Der Blick zeigt: 2026 wird das Jahr, in dem Automatisierung die operative Vertriebsebene dominiert. Channel- und Raten-Management werden KI-basiert, hybride Strategien aus Direktgeschäft und Marktplatzmodellen setzen sich durch. Sprachassistenz-Systeme werden Teil des Buchungsprozesses.

Technologie wird zur Schaltstelle aller Vertriebskanäle. Systeme kommunizieren nahtlos, Daten fließen in Echtzeit. Entscheidungen werden auf Basis von Fakten und Prognosen getroffen – nicht mehr aus dem Bauch heraus. Für uns bedeutet das: Wir entwickeln keine Tools mehr. Wir gestalten Infrastruktur.

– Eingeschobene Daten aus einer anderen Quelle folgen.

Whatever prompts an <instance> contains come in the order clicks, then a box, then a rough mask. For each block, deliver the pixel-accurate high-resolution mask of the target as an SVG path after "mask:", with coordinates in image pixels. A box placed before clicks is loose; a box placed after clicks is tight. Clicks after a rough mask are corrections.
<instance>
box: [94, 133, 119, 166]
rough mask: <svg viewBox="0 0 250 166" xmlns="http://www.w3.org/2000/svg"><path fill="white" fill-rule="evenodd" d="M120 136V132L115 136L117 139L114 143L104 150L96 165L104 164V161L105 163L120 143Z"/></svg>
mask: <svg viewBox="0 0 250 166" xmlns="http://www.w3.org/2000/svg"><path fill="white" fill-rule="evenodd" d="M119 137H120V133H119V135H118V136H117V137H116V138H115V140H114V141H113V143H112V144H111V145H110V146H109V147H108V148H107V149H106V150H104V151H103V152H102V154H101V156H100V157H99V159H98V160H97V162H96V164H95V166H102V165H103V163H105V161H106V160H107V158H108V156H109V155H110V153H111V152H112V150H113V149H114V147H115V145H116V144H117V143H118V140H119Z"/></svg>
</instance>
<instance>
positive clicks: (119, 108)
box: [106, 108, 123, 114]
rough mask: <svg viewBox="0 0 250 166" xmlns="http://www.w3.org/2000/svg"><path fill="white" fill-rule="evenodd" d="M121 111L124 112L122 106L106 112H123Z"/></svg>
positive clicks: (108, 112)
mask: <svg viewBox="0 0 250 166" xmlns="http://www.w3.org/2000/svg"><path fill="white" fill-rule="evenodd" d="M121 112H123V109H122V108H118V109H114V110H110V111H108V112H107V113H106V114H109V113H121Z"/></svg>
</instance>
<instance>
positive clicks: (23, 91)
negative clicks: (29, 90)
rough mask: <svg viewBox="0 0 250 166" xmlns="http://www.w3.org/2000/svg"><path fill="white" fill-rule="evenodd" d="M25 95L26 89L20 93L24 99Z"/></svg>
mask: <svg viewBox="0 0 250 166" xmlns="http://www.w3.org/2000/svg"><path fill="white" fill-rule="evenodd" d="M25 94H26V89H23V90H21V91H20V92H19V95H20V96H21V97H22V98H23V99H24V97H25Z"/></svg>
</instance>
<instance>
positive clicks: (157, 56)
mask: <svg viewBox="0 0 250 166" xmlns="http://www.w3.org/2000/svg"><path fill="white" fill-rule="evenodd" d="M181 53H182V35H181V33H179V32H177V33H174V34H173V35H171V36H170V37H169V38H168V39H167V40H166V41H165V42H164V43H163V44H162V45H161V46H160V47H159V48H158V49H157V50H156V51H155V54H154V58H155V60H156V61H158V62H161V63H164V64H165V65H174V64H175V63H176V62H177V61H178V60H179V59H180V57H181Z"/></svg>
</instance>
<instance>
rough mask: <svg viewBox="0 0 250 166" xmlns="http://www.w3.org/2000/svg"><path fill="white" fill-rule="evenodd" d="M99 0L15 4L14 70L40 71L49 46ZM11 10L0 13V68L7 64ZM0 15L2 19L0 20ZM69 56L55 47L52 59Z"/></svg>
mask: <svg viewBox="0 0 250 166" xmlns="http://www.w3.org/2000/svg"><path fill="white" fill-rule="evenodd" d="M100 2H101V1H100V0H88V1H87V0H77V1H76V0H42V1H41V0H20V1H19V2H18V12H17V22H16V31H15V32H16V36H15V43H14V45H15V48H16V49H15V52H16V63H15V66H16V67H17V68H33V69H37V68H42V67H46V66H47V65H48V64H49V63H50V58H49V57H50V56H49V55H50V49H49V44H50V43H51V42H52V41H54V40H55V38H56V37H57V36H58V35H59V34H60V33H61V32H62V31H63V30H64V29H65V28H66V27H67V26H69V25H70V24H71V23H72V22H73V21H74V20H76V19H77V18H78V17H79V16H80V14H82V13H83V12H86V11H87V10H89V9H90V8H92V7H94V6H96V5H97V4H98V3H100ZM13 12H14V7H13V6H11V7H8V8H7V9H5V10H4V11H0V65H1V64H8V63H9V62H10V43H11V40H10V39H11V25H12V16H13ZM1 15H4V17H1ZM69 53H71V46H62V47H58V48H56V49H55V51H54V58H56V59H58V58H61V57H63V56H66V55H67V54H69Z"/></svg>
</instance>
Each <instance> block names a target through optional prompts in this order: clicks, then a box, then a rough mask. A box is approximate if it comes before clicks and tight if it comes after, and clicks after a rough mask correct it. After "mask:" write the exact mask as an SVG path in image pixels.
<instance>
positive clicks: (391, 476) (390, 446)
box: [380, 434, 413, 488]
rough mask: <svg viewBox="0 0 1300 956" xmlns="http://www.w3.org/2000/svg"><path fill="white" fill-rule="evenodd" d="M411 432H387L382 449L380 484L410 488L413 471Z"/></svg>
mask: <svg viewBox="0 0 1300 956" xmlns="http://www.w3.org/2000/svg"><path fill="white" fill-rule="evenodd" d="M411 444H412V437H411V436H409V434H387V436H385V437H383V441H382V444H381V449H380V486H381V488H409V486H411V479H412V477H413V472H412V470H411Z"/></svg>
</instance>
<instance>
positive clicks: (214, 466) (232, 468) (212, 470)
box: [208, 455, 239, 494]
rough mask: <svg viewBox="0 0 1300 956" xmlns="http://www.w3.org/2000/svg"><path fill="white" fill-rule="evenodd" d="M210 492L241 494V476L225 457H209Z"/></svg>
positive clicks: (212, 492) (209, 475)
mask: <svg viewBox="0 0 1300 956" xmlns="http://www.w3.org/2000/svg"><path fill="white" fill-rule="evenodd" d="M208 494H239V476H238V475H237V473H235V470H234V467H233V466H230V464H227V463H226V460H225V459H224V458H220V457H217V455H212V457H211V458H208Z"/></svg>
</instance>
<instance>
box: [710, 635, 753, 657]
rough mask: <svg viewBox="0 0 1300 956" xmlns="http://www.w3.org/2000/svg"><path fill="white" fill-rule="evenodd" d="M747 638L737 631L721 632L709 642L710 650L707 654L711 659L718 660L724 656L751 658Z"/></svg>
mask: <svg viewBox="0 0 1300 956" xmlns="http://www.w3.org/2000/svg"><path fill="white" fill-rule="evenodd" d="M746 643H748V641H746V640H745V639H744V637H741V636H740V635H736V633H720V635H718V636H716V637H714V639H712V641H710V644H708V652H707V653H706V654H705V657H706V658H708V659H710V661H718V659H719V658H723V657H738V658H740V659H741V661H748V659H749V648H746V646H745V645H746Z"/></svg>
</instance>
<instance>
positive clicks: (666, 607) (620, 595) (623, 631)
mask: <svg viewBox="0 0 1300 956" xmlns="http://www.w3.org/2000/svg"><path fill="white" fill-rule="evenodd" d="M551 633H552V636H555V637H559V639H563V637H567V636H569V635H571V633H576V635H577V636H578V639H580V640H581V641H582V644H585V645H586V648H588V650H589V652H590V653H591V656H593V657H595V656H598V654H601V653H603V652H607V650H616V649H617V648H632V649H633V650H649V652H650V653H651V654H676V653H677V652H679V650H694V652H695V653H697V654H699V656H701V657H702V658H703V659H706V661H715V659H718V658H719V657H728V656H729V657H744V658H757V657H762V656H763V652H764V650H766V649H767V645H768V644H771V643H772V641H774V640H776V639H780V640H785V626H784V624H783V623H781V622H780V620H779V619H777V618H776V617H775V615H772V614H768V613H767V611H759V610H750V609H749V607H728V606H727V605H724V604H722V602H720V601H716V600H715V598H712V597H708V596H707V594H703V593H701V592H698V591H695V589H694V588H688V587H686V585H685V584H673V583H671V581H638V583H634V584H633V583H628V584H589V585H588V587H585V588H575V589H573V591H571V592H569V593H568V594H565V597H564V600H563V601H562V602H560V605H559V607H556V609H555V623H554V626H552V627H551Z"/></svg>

Fazit: Wendepunkt erreicht

2025 hat die Wende eingeleitet. Die Hotellerie bereitet sich auf die digitale Reifeprüfung vor. Technologie ist heute wesentlich mitentscheidend für Wachstum, Stabilität und Wettbewerbsfähigkeit. Hoteliers und Tech-Anbieter sitzen längst nicht mehr auf verschiedenen Seiten des Tisches – sie entwickeln die Vertriebsmodelle der Zukunft Hand in Hand.

Unser Appell ist klar: Jetzt ist nicht die Zeit, zu zögern. Jetzt ist die Zeit, zu gestalten. Konsolidierung ist kein Risiko, sondern ein Hebel. KI ist kein Spielzeug, sondern ein Werkzeug. Und Technologie ist kein Kostenfaktor – sie ist der Motor für Profitabilität und Resilienz.

Das Hoteljahr 2025 hat angefangen, den Markt neu zu ordnen. 2026 wird zeigen, wer die neuen Spielregeln beherrscht – und wer nur zuschaut.